Thiols and polyamines in the cytoprotective effect of taurine on carbon tetrachloride-induced hepatotoxicity.

Abstract

The mechanism by which taurine (2-aminoethanesulfonic acid) protects hepatocytes injury induced by carbon tetrachloride (CCl4) is not fully understood. In a previous study, we reported that cellular polyamines play an important role in this mechanism. The relationship between cellular glutathione (GSH), protein-SH levels, and lactate dehydrogenase (LDH), with respect to the effect of polyamine on the cytoprotective ability of taurine in CCl4-induced toxicity in isolated rat hepatocytes, was examined. CCl4 induced a LDH release and decreased cellular thiols and polyamine levels. Treating with taurine reversed these depletions.
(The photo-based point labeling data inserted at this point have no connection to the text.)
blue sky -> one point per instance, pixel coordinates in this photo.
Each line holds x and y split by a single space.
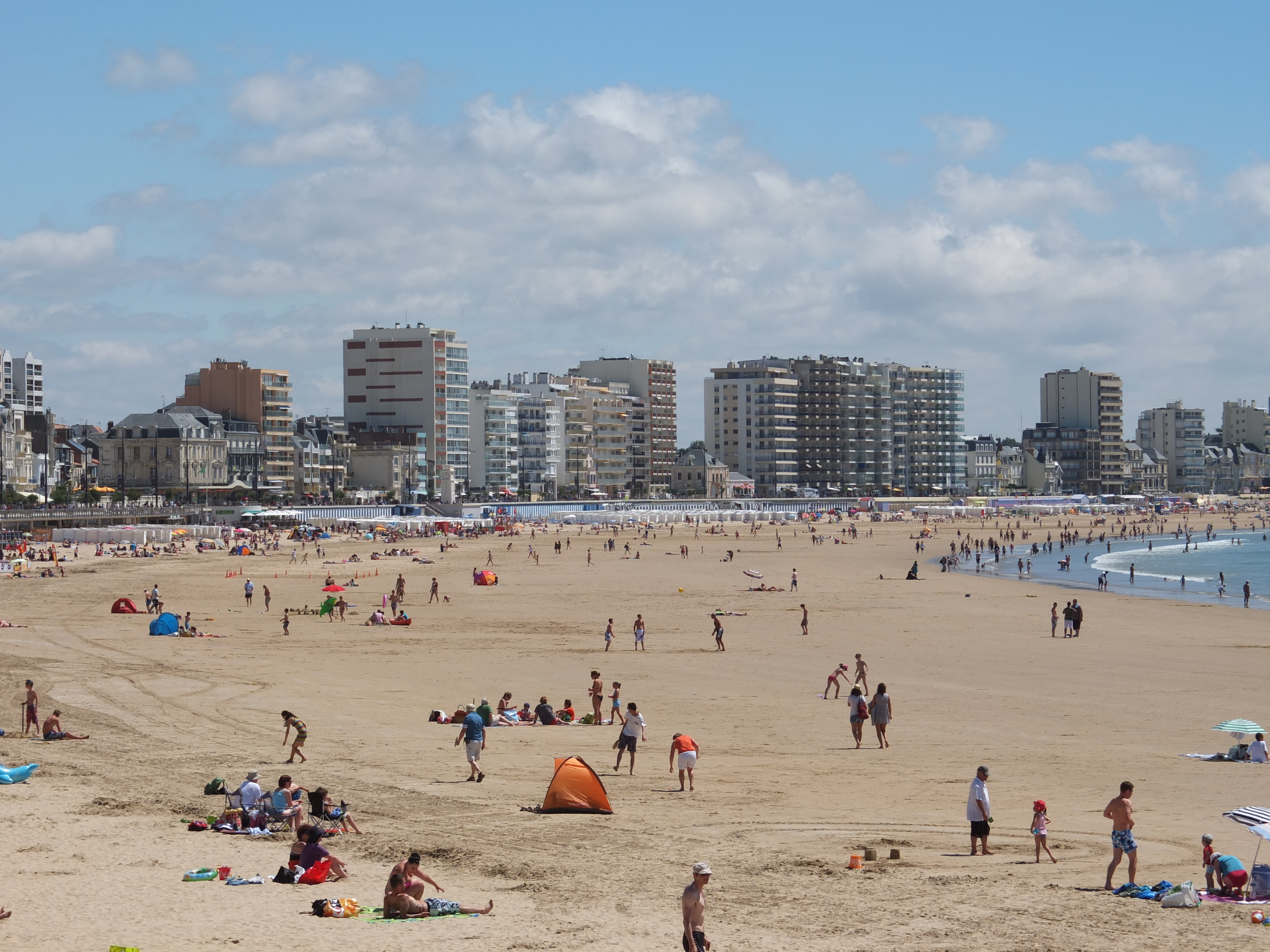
1008 188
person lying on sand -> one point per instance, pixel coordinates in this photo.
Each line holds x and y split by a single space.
399 904
53 729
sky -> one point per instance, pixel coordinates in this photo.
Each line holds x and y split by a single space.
1003 188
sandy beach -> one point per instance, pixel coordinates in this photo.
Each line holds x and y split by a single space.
96 843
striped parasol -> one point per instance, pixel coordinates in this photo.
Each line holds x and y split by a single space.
1249 816
1239 728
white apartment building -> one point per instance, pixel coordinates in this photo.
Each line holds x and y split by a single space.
542 431
655 384
23 381
412 380
1090 400
1178 435
1245 423
751 414
495 444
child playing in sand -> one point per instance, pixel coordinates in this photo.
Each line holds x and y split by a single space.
1041 830
615 710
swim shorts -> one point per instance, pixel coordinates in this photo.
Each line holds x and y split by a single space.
1123 840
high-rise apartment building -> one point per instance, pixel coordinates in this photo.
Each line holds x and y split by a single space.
23 380
752 422
495 444
653 383
1245 423
844 426
1178 435
412 380
1090 400
257 395
929 428
540 418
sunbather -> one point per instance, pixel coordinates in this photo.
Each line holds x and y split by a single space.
399 904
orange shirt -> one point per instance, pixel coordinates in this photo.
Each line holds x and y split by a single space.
683 744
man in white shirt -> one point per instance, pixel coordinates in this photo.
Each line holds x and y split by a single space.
251 790
1258 753
979 812
632 729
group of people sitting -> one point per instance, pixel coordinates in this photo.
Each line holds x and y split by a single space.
507 714
285 803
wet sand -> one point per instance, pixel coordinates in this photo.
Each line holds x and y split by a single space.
96 847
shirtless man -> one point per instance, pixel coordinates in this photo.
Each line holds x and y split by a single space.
598 696
1121 814
834 681
399 904
695 911
31 710
415 880
862 673
53 729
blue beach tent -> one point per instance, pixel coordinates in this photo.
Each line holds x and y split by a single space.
166 624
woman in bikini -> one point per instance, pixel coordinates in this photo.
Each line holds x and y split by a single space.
302 737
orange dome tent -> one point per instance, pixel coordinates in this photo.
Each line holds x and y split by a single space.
576 790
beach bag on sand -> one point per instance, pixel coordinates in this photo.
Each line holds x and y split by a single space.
316 874
1182 898
336 908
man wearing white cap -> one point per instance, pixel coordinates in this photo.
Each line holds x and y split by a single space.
695 911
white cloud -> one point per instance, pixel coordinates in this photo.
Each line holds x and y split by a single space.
1250 188
167 68
643 223
1034 188
1160 171
963 135
305 95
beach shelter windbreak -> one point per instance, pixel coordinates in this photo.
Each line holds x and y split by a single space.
576 790
166 624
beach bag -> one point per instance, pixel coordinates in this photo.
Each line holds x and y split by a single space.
336 908
316 874
1184 897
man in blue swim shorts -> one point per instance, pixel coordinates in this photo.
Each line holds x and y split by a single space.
399 904
1121 814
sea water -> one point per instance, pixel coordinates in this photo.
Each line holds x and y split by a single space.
1159 571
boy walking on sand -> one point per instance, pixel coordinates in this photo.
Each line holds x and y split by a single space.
862 673
1121 814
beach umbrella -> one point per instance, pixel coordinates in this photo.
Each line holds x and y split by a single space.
1239 728
1249 817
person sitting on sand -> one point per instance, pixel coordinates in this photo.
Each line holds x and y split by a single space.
415 880
321 798
399 904
53 729
316 852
The effect of CCl4 was also reversed by the addition of exogenous polyamines. Pretreating with alpha-difluoromethylornithine, an irreversible inhibitor of ornithine decarboxylase, which is a key enzyme in polyamine biosynthesis and therefore used to deplete cellular polyamine, prevented the protective effect of taurine. Adding diethyl maleate, a cellular glutathione-depleting agent, reduced the effect of exogenous polyamines. The role of polyamine in the cytoprotective effect of taurine in CCl4-induced toxicity may therefore be by preventing, among others, GSH and protein-SH depletions.